La fonction essentielle de ces publications est donc de rassembler le maximum d’informations potentiellement utiles aux lecteurs et futurs Internautes. Il s’agit de renseignements pratiques mais surtout d’une sélection des adresses Internet des sites Web, accompagnées ou non de commentaires de rédacteurs, pour la plupart des surfeurs embauchés pour l’occasion.

Ces magazines se caractérisent également par l’absence ou la relative rareté de parties rédactionnelles au sens classique du terme. Ceci peut s’expliquer en partie par le manque de compétences et de connaissances du domaine de ces nouveaux acteurs. Cette carence est comblée par une activité intensive de visite de l’Internet, qui elle ne demande pas de qualification particulière ou de spécialisation journalistique précise.

Répertorier les sites Web intéressants pour les activités de loisirs, les pratiques sociales et professionnelles des lecteurs, constitue une des portes d’entrée les plus commodes dans le secteur de la presse multimédia. C’est par ce biais que des acteurs jusque là étrangers à ce nouveau secteur médiatique s’y sont engouffrés.

Cette voie connaît cependant des limites : on a souvent reproché à ces acteurs médiatiques de justement se limiter à la réalisation de simples guides touristiques, finalement assez éloignés de la presse magazine traditionnelle. Ils ont ainsi rencontré des obstacles réglementaires, internes à la profession journalistique, qui les ont obligés à étoffer leurs contenus pour ne pas se limiter à une liste, certes exhaustive mais plutôt rébarbative, d’adresses Internet.

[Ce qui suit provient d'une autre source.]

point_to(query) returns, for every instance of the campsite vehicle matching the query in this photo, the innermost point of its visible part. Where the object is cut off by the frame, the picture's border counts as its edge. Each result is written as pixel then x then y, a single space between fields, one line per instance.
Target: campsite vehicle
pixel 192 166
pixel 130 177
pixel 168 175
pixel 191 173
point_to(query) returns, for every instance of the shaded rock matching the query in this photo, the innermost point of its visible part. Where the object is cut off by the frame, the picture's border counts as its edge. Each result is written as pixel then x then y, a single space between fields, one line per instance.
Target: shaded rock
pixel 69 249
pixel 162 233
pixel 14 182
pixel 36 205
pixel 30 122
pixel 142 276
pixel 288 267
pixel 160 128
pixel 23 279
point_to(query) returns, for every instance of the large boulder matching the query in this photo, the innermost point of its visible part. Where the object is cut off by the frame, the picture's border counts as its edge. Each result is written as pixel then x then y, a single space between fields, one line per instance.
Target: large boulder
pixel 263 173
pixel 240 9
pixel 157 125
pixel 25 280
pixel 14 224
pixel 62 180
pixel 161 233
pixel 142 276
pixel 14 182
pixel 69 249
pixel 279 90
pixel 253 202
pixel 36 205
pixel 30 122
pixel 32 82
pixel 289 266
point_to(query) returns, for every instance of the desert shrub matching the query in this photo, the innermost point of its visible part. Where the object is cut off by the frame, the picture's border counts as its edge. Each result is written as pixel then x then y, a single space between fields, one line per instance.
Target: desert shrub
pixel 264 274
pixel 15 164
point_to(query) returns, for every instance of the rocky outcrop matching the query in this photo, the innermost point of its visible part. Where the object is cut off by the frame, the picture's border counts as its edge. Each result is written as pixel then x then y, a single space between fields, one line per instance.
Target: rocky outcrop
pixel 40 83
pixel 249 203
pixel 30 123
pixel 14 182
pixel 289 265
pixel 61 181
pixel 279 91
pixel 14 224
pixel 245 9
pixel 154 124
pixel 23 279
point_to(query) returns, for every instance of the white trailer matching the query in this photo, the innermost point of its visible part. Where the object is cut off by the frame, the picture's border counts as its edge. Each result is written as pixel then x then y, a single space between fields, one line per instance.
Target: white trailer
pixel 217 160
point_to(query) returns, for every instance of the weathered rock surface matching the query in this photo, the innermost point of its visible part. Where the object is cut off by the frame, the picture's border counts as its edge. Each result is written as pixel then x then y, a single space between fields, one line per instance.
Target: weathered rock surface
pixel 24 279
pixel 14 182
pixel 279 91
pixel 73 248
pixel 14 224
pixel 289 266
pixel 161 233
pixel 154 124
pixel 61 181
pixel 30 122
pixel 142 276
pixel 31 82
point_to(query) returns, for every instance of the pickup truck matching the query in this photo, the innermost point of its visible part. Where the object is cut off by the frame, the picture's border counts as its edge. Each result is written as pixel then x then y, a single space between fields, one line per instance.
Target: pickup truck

Ce que Gilles Fouchard regrette : ‘“ Il se trouve que un magazine, un guide n’est pas considéré comme un vrai magazine en ce sens qu’il ne peut pas obtenir la commission paritaire et bénéficier de frais de routage réduit, d’un taux de TVA presse. Donc l’éditeur qui était pourtant d’accord avec le concept de guide a un petit peu fait marche arrière et a demandé à l’équipe d’adapter le produit, pas tellement pour les lecteurs, mais pour des raisons économiques, pour rentrer dans la législation presse et obtenir la commission paritaire. (...) Pour obtenir la Commission Paritaire en magazine, il faut justifier d’un certain nombre de pages rédactionnelles, des pages vraiment rédactionnelles. Il nous est interdit par exemple de mettre une adresse, un numéro de téléphone dans un article. Cet article à ce moment là est considéré comme publicitaire et c’est pour ça que l’on retrouve, dans les magazines, les contacts utiles en fin de magazine regroupés dans une page, ce que fait la presse féminine par exemple. ”’

Cette situation a débouché sur une sorte de camouflage artificiel de la part de chacune de ces publications. Les répertoires-annuaires et autres carnets d’adresses, qui en constituent l’essentiel, ont été dissimulés sous de pseudo articles et dossiers. La proportion de ces derniers à l’intérieur de la revue est inversement proportionnelle à celle annoncée en couverture : le véritable contenu de Ariane et de Netscope n’est ainsi annoncé, souvent sous l’appellation de “ Supplément ”, que dans un encart placé en bas à droite de leur première page. Internet-Le Guide du Web utilise un procédé similaire, cette fois pour vanter les mérites de l’annuaire électronique contenu sur le CD-Rom qui l’accompagne : seule sa reproduction photographique figure en première page.

Hachette.net constitue un cas particulier dans l’ensemble de ces magazines conçus comme de véritables guides de l’Internet.

Comme eux, cette publication propose un tour d’horizon des différents sites présents sur le réseau informatique mondial, mais avec une activité rédactionnelle plus intense : chacune des adresses répertoriées est accompagnée d’une notice très complète.

Les thématiques qu’elle développe dans chacun de ses numéros ont en outre une visée moins utilitariste que dans les autres magazines. Elles font notamment davantage appel à des notions de plaisir et de divertissement : par exemple le n°2 est consacré à la littérature, le n°4 au cinéma, le n°8 aux musées, le n°9 aux jeux, le n°10 au football, ou encore le n°11 à la musique.

Ajoutons que ce magazine appartient au groupe de communication Matra-Hachette, également propriétaire du magazine Planète Internet apparu pendant la période cyber, pour souligner à nouveau que Hachette.net occupe une position intermédiaire par rapport à l’autre voie de la catégorie loisir de la presse multimédia.